You are such an entertainer. The songs, the dances - whether its imitating steps while watching the latest Bollywood chart toppers on TV or singing "Saas gali dewe, te samjha samjha dewe" or singing "jai jai sai, jai jai sai" yourself and clapping and dancing to the the same, no one can help but smile at this charming little two year old, that's you. You make Vansh too laugh out so loud when you we ask you "papa kahaan gaye" and you reply "dance karne" or when I ask you "Jiya ko itna badmaash kisne banaya" and you say "Chacha ne" or when you sing "Happy jai jai jai jai" instead of "Happy Birthday to you." And all of this you do with much elaan as if you know so well that all that you are doing is being appreciated by the captivated audience.
You follow your big brother like an idol. So wanting water, not wanting water, wanting to eat chau (rice), not wanting to eat chau, wanting to drink froma sipper/cup/bottle, wanting to go potty, wanting the same red block - all happen in pairs. The result is hilarious at times and hair pullingly frustrating at others. But I have to tell you something. While I would like to be absolutely fair to both you and Vansh, many a times in order to maintain oeace when VAnsh is in a good mood, I do tell him to let you have your way. Most of the times he is pretty good about it. At others he does so grudgingly shotuing "Jiya gandi ladki hai." but he loves you to bits. Yesterday in part frustartion and part inquisitiveness as to how he would react, I offered to him to take you back and leave you in the hospital. In his way with clenched teeth and a voice which came out with a lot of force, which in my style would translate to an extremely teary eyed response, he said "Jiya acchhi lagti hai. USe mat chhod ke aao" (I like Jiya a lot, don't leave her in the hospital).

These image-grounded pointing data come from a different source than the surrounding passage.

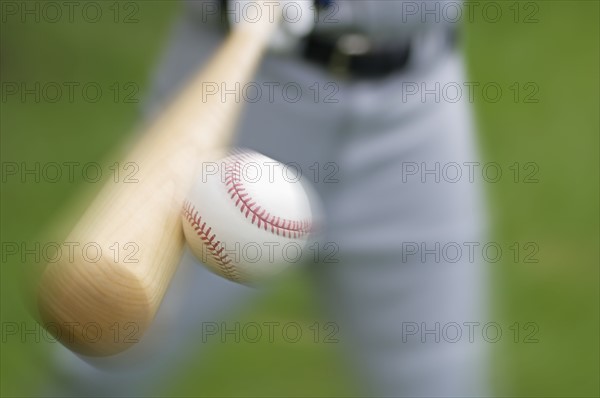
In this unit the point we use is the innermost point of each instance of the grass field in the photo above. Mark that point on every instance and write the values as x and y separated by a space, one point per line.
559 54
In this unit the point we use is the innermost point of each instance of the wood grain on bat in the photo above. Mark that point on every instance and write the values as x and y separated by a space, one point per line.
115 291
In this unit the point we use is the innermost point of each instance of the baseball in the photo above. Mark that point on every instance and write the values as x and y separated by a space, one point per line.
248 217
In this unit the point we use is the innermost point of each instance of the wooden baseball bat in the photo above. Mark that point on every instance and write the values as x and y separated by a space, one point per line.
102 307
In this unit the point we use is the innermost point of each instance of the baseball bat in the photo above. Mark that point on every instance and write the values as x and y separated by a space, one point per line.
102 307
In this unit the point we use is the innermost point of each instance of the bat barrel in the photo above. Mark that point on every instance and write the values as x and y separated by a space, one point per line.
103 307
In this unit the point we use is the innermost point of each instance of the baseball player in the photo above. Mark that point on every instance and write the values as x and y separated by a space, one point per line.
369 120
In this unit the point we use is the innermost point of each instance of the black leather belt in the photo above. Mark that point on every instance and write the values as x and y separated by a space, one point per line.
351 55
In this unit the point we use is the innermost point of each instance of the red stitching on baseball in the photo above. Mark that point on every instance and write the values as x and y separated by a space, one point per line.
215 248
249 207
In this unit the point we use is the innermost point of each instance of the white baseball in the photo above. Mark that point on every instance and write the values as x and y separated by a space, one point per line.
248 217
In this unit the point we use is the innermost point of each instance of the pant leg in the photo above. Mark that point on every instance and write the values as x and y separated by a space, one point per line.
378 290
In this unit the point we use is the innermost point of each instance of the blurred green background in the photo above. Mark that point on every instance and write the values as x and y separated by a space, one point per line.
560 53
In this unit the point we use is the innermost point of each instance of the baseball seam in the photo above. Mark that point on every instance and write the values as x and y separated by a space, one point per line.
249 207
214 246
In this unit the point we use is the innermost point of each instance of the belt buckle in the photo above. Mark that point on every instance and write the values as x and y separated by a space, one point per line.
348 46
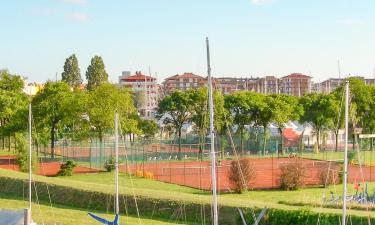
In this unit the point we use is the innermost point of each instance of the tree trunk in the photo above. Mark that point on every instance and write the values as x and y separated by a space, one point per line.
317 140
53 140
179 143
9 143
241 142
264 139
281 141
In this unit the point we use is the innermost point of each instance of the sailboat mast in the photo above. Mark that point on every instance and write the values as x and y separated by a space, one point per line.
345 153
116 163
212 136
30 157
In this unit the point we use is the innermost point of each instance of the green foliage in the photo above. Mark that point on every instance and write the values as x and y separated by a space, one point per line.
303 216
52 107
66 169
96 74
175 110
13 104
103 102
292 176
109 164
240 174
71 74
320 110
149 128
22 154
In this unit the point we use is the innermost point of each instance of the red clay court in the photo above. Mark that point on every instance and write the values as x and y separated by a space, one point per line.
45 168
197 174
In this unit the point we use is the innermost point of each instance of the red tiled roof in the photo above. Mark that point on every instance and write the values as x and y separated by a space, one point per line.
138 77
185 75
297 75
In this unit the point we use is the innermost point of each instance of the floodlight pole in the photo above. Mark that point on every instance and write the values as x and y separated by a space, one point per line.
30 158
345 153
116 164
212 135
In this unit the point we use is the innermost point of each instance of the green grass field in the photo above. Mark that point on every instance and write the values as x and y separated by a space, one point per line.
366 157
158 190
62 215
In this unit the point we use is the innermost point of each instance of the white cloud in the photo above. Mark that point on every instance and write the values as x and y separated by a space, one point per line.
78 17
261 2
353 22
76 2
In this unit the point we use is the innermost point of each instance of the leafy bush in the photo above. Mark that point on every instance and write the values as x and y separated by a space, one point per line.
241 173
302 216
109 164
329 175
292 176
66 169
22 154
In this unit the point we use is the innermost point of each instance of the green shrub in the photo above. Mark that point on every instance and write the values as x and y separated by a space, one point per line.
330 174
22 154
66 169
240 174
109 164
292 176
303 216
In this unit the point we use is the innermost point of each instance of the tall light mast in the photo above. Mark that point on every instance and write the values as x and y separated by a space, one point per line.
215 219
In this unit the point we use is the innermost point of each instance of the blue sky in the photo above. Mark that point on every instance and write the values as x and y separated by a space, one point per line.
248 37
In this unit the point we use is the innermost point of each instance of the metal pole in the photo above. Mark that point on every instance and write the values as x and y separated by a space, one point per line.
215 220
345 153
116 162
30 157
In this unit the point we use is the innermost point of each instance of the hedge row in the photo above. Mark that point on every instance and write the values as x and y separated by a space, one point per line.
192 213
185 212
302 217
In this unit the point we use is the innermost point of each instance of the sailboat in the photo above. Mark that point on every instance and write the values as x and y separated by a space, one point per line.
116 220
215 216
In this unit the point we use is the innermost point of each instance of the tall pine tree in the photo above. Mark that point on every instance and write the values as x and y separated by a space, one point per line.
71 74
96 73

Whatever catches your fancy, you decide to do it innumerable times in day. So a while back it was playing with the magnetic letters which you demanded to be taken out the first thing in the morning and the last thing at night., then it was Vansh's transport puzzle and now the latest obsession is Leap Frogs' Letter Factory and Word Factory DVD's. You watch them at least 3 times in a day if not more.

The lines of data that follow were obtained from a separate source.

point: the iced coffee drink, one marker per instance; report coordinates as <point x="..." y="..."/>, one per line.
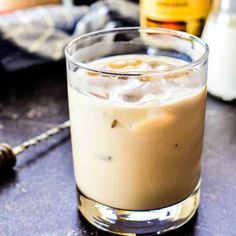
<point x="137" y="124"/>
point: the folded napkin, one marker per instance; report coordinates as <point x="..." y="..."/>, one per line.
<point x="39" y="35"/>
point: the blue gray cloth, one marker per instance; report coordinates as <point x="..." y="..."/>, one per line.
<point x="39" y="35"/>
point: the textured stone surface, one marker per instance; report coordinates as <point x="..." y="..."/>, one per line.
<point x="39" y="197"/>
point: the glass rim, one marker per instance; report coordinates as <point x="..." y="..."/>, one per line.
<point x="177" y="69"/>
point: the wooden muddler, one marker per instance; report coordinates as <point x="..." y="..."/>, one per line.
<point x="8" y="154"/>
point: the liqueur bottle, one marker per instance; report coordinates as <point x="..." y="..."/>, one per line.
<point x="184" y="15"/>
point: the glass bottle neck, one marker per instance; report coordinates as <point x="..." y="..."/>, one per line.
<point x="225" y="5"/>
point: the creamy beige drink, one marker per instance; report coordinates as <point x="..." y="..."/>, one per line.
<point x="136" y="142"/>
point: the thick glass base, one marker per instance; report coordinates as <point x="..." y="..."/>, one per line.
<point x="125" y="222"/>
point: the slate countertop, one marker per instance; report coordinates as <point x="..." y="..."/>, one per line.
<point x="39" y="197"/>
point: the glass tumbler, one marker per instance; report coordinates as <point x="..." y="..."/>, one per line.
<point x="137" y="109"/>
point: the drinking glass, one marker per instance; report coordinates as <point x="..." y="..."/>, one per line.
<point x="137" y="135"/>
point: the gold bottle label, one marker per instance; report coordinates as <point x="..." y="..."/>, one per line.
<point x="185" y="15"/>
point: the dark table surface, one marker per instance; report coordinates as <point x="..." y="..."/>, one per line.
<point x="39" y="197"/>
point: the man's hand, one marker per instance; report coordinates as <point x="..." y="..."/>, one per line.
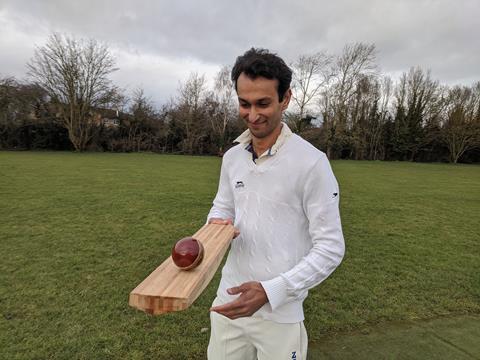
<point x="224" y="222"/>
<point x="252" y="298"/>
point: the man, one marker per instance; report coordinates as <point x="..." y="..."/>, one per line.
<point x="281" y="195"/>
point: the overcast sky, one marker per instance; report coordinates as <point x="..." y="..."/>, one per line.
<point x="158" y="43"/>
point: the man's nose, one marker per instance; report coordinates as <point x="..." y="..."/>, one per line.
<point x="252" y="115"/>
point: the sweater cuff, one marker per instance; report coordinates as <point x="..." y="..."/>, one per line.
<point x="276" y="290"/>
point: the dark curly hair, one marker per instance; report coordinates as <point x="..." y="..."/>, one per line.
<point x="260" y="62"/>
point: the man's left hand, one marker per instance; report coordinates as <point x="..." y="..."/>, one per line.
<point x="252" y="297"/>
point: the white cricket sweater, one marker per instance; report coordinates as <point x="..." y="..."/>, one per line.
<point x="286" y="209"/>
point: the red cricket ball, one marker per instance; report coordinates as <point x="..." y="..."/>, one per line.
<point x="187" y="253"/>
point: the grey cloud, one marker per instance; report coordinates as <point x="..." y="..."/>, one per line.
<point x="438" y="35"/>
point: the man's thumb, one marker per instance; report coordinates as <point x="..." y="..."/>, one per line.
<point x="235" y="290"/>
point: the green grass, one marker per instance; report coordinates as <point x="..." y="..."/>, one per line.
<point x="79" y="231"/>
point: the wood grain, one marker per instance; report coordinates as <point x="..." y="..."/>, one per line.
<point x="169" y="288"/>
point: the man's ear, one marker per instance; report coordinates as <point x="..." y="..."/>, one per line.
<point x="286" y="99"/>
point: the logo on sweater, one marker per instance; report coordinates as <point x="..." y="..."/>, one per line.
<point x="239" y="184"/>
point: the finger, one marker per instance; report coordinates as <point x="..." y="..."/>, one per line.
<point x="235" y="290"/>
<point x="228" y="307"/>
<point x="218" y="221"/>
<point x="236" y="232"/>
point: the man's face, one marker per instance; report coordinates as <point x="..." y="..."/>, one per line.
<point x="260" y="107"/>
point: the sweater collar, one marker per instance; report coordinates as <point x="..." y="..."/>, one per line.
<point x="246" y="139"/>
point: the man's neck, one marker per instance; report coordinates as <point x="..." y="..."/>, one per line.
<point x="260" y="145"/>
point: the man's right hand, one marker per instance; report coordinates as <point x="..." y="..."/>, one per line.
<point x="219" y="221"/>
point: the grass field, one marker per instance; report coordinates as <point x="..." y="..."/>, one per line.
<point x="79" y="231"/>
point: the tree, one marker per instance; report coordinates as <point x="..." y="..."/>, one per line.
<point x="190" y="111"/>
<point x="461" y="130"/>
<point x="311" y="74"/>
<point x="225" y="107"/>
<point x="418" y="102"/>
<point x="140" y="128"/>
<point x="357" y="62"/>
<point x="74" y="74"/>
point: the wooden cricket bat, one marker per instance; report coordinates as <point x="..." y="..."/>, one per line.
<point x="169" y="288"/>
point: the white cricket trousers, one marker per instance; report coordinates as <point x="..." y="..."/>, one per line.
<point x="252" y="338"/>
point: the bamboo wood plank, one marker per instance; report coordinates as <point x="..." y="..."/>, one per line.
<point x="169" y="288"/>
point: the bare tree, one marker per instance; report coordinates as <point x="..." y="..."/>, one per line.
<point x="418" y="102"/>
<point x="225" y="110"/>
<point x="74" y="74"/>
<point x="311" y="74"/>
<point x="461" y="130"/>
<point x="190" y="110"/>
<point x="357" y="62"/>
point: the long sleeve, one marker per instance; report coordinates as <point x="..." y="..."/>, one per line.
<point x="321" y="206"/>
<point x="223" y="204"/>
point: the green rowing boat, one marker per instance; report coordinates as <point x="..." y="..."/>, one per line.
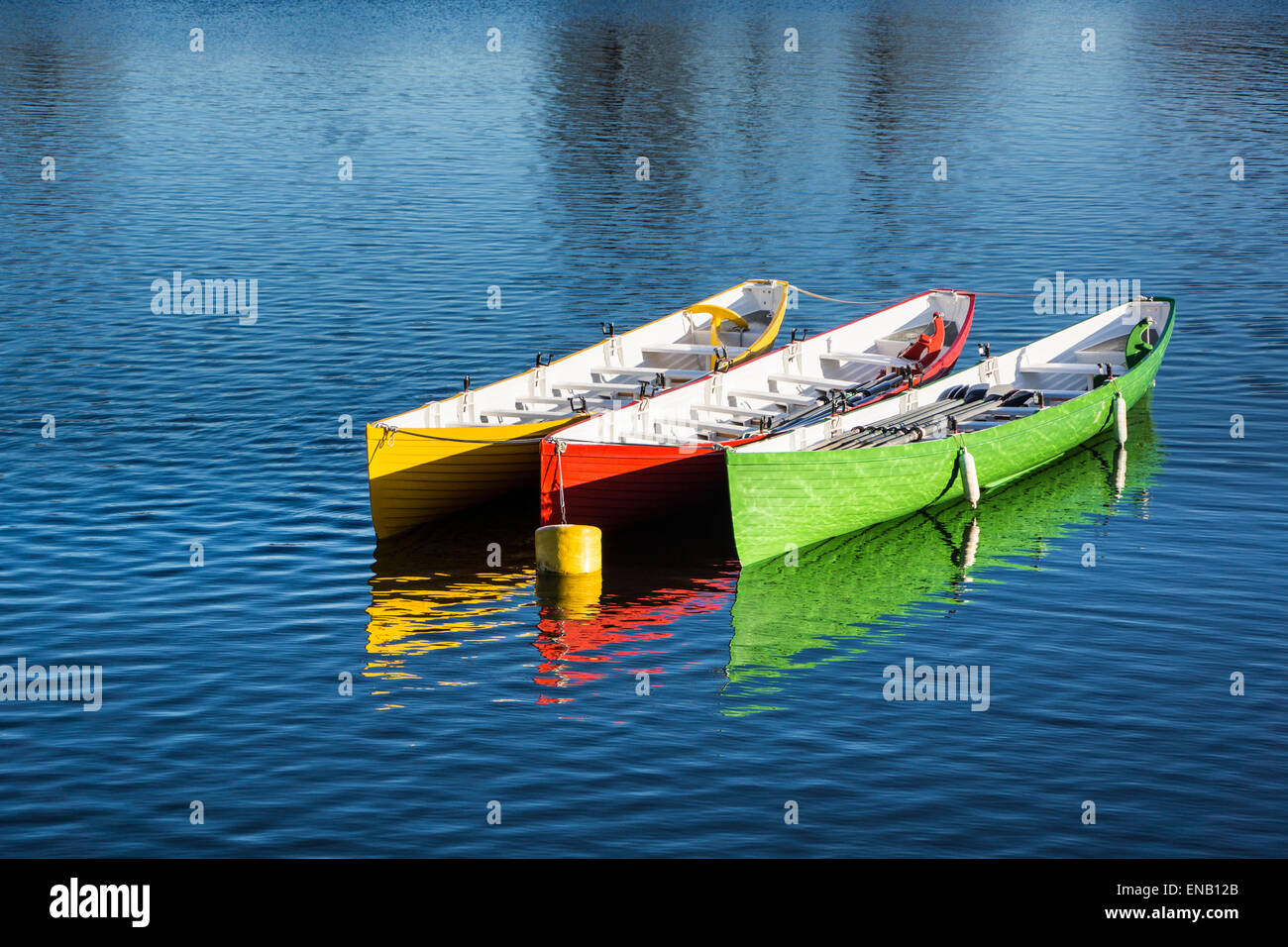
<point x="971" y="432"/>
<point x="857" y="594"/>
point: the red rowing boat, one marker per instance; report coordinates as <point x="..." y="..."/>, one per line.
<point x="665" y="453"/>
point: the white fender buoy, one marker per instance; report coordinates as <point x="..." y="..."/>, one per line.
<point x="970" y="479"/>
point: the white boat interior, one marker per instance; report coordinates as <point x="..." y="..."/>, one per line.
<point x="664" y="354"/>
<point x="793" y="382"/>
<point x="1001" y="388"/>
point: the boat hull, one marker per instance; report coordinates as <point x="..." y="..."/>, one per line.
<point x="614" y="486"/>
<point x="789" y="500"/>
<point x="420" y="474"/>
<point x="618" y="484"/>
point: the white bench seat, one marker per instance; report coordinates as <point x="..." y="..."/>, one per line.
<point x="644" y="372"/>
<point x="812" y="381"/>
<point x="1072" y="368"/>
<point x="578" y="388"/>
<point x="526" y="415"/>
<point x="735" y="411"/>
<point x="776" y="397"/>
<point x="692" y="350"/>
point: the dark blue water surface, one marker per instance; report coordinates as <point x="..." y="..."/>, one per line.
<point x="518" y="169"/>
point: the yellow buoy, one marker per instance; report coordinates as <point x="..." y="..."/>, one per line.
<point x="570" y="551"/>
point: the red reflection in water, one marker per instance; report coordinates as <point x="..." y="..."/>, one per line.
<point x="572" y="635"/>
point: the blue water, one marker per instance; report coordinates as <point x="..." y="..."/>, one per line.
<point x="518" y="169"/>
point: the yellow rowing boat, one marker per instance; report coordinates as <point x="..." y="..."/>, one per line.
<point x="481" y="444"/>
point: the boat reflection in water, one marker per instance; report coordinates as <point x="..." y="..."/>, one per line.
<point x="434" y="595"/>
<point x="588" y="630"/>
<point x="848" y="594"/>
<point x="443" y="587"/>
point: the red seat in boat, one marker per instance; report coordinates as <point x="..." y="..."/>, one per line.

And now the most special to me - I love the way you love me. I love the way you get me whatever it is that you are eating when I am in the kitchen and insist that I eat it from your hand, the way you ask for me first thing in the morning when yiu wake uo and walk out the door, the way you keep showering me with sloppy kisses and hugs and singing "I like mamma" as you do that, the way you look at me when I am feeling low as if you understand everything and then come close to me and cuddle and put your little face in the hollow of my neck. I love you sweetheart for all that and more. And I wish for you the very best always. I look forward to mothering you for yet another fun filled and eventful year for I know that it sure is going to be a big one. I wish for it to be filled with wonderful moments, loads and loads of love and happiness and joys.